Update (July 2020): These tests are quite dated at this point, YMMV. Software changes quickly!

R date conversion speed test (as.IDate vs fast_strptime)

require(data.table)
require(lubridate)

n <- 10000000
x <- rep("2014-01-01", n)

system.time(r1 <- as.IDate(x, format="%Y%m%d"))
system.time(r2 <- as.IDate(parse_date_time(x, orders="%Y%m%d", exact=T)))
system.time(r3 <- as.IDate(fast_strptime(x, format="%Y%m%d")))

Winner: fast_strptime by a factor of two over the IDate parser (which is also the Date parser?).

Pattern matching (grep vs str)

What’s the fastest way to match strings? This code compares grep to stri_detect_* (from the stringi package), considering both fixed and regex matching.

library(microbenchmark)
library(stringi)
library(ggplot2)

R <- 100000
g <- replicate(R, paste0(sample(c(letters[1:5]," "), 10, replace=TRUE),
                               collapse=""))

m <- microbenchmark(
  grep(" ", g ),
  stri_detect_regex(g, " "),
  grep(" ", g, perl=TRUE),
  grep(" ", g, fixed=TRUE),
  stri_detect_fixed(g, " ")
)
autoplot(m)

png

Results are similar for gsub. For a comparison of stringi to stringr, see here.

See also here for improving grep performance.
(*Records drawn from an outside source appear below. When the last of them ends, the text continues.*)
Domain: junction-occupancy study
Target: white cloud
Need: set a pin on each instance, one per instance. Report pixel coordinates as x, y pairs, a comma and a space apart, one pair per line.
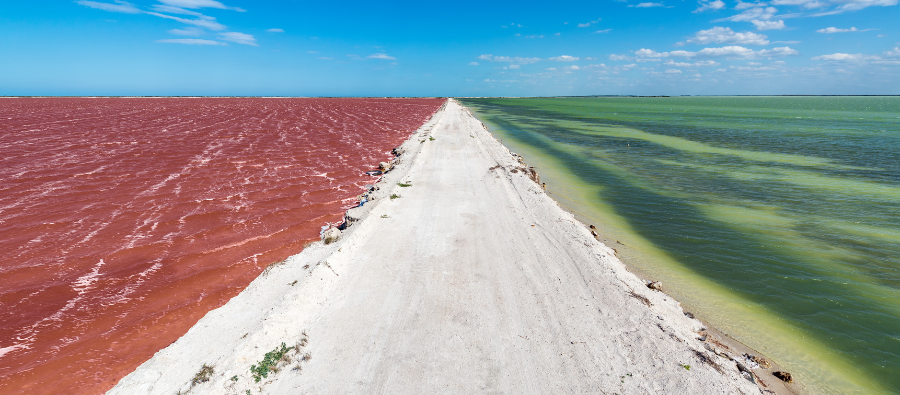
808, 4
843, 57
240, 38
207, 22
829, 30
649, 53
856, 5
191, 41
701, 63
768, 25
724, 35
757, 13
731, 51
710, 5
194, 4
119, 6
383, 56
188, 31
743, 6
492, 58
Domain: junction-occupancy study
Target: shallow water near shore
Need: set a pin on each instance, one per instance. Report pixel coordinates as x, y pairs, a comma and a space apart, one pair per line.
773, 218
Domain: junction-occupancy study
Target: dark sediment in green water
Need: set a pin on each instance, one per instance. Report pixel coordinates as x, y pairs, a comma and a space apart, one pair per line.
776, 218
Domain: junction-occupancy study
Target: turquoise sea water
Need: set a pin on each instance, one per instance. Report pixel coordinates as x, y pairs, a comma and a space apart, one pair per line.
776, 219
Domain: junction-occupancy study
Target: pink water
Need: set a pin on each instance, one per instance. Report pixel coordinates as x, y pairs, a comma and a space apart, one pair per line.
123, 221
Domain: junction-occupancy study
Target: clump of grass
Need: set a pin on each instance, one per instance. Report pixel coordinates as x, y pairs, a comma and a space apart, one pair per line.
203, 375
274, 265
270, 362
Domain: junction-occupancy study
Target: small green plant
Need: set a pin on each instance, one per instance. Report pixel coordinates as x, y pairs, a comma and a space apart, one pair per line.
203, 375
270, 362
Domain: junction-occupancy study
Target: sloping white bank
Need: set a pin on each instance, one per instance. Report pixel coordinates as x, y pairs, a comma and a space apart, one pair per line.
470, 280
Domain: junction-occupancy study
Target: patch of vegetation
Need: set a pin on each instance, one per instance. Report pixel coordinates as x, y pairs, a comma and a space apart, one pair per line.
203, 375
274, 265
270, 362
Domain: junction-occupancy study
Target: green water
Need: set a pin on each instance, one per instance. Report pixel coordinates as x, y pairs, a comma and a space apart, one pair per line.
776, 219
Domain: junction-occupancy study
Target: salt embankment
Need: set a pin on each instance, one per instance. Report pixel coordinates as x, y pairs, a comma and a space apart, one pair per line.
459, 275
Read CSV (fread vs read_csv)

I use fread (from the data.table package) for my day-to-day data munging in R, but occasionally read_csv (from the readr package) is more useful, for example when CSVs are formatted in a tricky way or when I’d prefer to have dates read in automatically. It’s helpful to know what kind of performance tradeoff I’m making. Following code tests timings on reading both character and numeric vectors. Timings in comments in seconds.

library(data.table)
library(readr)
library(stringi)

# Create test dataframes
n <- 10000000
df1 <- data.frame(x=stri_rand_strings(n, 5, '[A-Z]'))
df1$x <-as.character(df1$x)
df2 <- data.frame(x=round(rnorm(n), 3))

dt1 <- data.table(df1)
dt2 <- data.table(df2)

system.time(write_csv(df1, "dt1_df.csv")) # 3.8
system.time(write_csv(df2, "dt2_df.csv")) # 3.1
system.time(fwrite(dt1, "dt1_dt.csv")) # 0.6
system.time(fwrite(dt2, "dt2_dt.csv")) # 1.3

system.time(in.df1 <- read_csv("dt1_df.csv")) # 4.9
system.time(in.df2 <- read_csv("dt2_df.csv")) # 2.2
system.time(in.dt1 <- fread("dt1_dt.csv")) # 2.7
system.time(in.dt2 <- fread("dt2_dt.csv")) # 1.0

So data.table is about three times as fast at writing and two times at fast at reading.

Write CSV (fwrite vs write_csv)

Unsupported anecdotal claim: fwrite is faster.